では、リーダーがやる仕事を手伝えば良いのではないかと、当然考えますよね。会社なんだし、同じ部内でやっているので、お互い助け合うのがあるべき姿だろう!?と。

 

実際、メールを1通出したり、プロジェクトチームでまとめた資料を経営層に見せて意見を聞いたりといった細々としたタスクを出来ずにそのままにしてあることがよくあります。

 

代わりにメールを出したり、その資料を持って社長のところに行けば済む話ですが、やりません。

 

引き受けるとどうなるか。

 

一回でも代わりに何かをすれば、自分が主担当だとされ、一気に負荷が自分の所に集中します。それ自体は嫌ではありませんが、私の性質上、それをやると自分の限界を易々と超えてしまい、一気に他のタスクに支障が出始めてしまうという事態を引き起こしてしまいます。

 

これは、いわゆる過集中の引き起こす弊害の1つだと思われるのですが、大事なことだと思うと、脇目も振らず一生懸命やり過ぎてしまうんですね。

 

この状態、会社としてはとても助かるのですが、本人にとってはマラソンで10メートルダッシュを繰り返しているようなものです。しかも、本人はマラソンだということを忘れて、10メートルダッシュのことしか頭にありません。
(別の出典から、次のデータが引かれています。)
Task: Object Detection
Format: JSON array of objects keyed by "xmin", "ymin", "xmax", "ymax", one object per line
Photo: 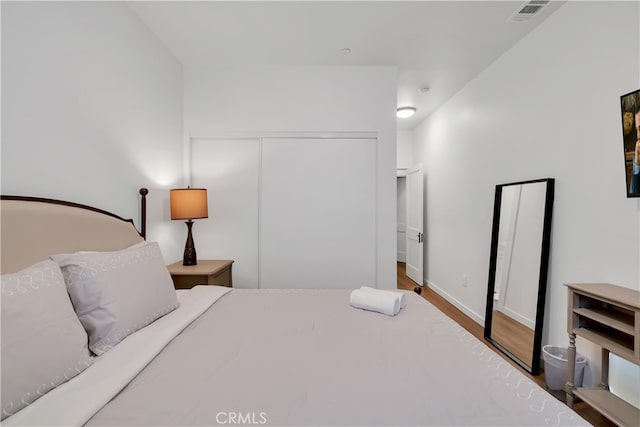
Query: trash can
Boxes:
[{"xmin": 542, "ymin": 345, "xmax": 587, "ymax": 390}]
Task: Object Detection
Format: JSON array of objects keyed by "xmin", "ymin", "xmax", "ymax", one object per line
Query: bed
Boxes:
[{"xmin": 0, "ymin": 192, "xmax": 589, "ymax": 426}]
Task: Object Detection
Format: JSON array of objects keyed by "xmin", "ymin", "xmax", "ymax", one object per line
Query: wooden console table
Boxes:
[
  {"xmin": 167, "ymin": 259, "xmax": 233, "ymax": 289},
  {"xmin": 565, "ymin": 283, "xmax": 640, "ymax": 427}
]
確実に自分を蝕んでいきます。

 

アドラー心理学の「課題の分離」よろしく、自分の仕事ではないものに対しては、心を鬼にして手を差し伸べない。これが、自分の特性を考えて出した私なりのやり方です。

 

経験上、タスク管理をどんなに上手くやっていて時間的な余裕があったとしても、この姿勢は貫いた方が良いと思っています。

 

会社員にとっての美徳に背くことになり、かなり自分の良心の呵責に苛まれます。ですが、たとえ自分の隣で大量の仕事を抱えている同僚がいたとしても、実際に頼まれない限り、心の中でごめんなさいを言って帰ります。

 

タスク管理ツールに書いてある自分の仕事以外の仕事には慎重な態度をとるということ。たとえそれが会社や自分の考える美徳に逆らうものであっても、長い目で見れば自分を守る大事な秘策となります。